The AnVIL Data Ecosystem
Project Summary / Abstract
In this proposal, we bring together a unified team with a strong track record of developing secure and scalable
software systems to support flagship scientific efforts, such as the All of Us Research Program, the Genomic
Data Commons (GDC), and the Human Cell Atlas (HCA). Our group will leverage these experiences, and the
software developed for them, to create an ecosystem of applications that will both serve the needs of the
AnVIL and interoperate with other NIH data resources. We will accomplish this through the following Aims:
¿ Aim 1 (Software Engineering): Leverage existing software capabilities to create tools for storing,
sharing, and analyzing AnVIL datasets at unlimited scale. During the past five years, our groups
have created a suite of modular and open source software capabilities that address key needs in
genomic data science. We will leverage these existing capabilities and extend them in novel directions
to address AnVIL-specific scientific goals relating to human genetics and functional genomics.
¿ Aim 2 (Data Engineering): Curate data and metadata resources so that they are easily
accessible. The AnVIL will not only be a suite of software services, but also a vast repository of
genotypic and phenotypic information. For this resource to be usable by the community, it must be
organized, curated, and made accessible. We will accomplish this by processing genomic datasets
using a consistent set of best-practices pipelines, and mapping phenotypes to a common data model.
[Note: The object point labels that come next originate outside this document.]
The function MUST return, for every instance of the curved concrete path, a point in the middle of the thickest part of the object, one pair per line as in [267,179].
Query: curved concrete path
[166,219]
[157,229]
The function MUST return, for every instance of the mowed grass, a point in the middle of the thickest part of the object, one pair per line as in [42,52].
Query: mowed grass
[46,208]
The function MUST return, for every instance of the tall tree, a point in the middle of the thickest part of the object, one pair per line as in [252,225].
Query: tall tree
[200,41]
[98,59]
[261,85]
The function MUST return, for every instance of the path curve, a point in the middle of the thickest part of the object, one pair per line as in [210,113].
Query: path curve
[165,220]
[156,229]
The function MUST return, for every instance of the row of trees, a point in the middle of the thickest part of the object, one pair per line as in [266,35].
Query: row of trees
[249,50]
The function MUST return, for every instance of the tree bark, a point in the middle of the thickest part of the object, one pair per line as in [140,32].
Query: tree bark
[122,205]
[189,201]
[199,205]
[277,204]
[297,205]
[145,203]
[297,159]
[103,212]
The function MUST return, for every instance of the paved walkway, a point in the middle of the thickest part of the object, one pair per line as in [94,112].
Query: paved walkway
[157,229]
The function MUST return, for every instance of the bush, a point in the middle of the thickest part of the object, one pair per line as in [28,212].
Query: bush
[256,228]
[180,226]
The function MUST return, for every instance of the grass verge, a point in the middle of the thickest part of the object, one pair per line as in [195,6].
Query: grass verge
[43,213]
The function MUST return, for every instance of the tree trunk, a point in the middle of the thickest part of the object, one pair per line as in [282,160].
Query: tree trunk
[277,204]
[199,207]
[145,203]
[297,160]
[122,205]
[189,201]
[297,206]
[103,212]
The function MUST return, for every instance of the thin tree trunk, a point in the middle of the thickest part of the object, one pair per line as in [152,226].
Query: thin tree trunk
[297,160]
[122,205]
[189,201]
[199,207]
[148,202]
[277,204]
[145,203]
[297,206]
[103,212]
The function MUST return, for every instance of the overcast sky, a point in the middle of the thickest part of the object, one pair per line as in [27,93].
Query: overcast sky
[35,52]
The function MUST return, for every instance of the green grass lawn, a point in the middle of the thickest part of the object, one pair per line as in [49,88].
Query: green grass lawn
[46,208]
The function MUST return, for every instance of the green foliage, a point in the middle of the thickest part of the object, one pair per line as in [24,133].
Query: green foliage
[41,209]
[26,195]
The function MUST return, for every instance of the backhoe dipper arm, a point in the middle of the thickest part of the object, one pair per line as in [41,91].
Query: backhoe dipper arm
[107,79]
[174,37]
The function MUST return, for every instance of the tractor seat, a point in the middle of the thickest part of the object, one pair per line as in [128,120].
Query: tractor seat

¿ Aim 3 (Operations): Stand up and support a data environment for the AnVIL community, and
integrate it with other NIH resources as part of a federated NIH-wide genomic data commons.
The modular components of Aim 1 are critical building blocks, but they alone are not enough to meet
the needs of the AnVIL; they must also be stood up as services and integrated into a coherent entity,
which we call a “data environment.” We propose to create an AnVIL data environment that will enable
researchers to access datasets in a secure, compliant, and facile manner.
The guiding principle of these efforts is that progress in genomic science will happen most rapidly if there is a
diversity of solutions created by a plurality of groups. Towards that end, our approach to engineering the
software components of Aim 1, curating the datasets of Aim 2, and operating the software services of Aim 3 is
to catalyze an ecosystem of activity around the AnVIL. Our proposal focuses not only on creating and
operating software services ourselves, but also on incorporating third-party solutions. We propose to
accomplish this by architecting the AnVIL data environment according to the following principles: (i) modularity,
(ii) openness, (iii) community engagement, (iv) standardization, and (v) interoperability.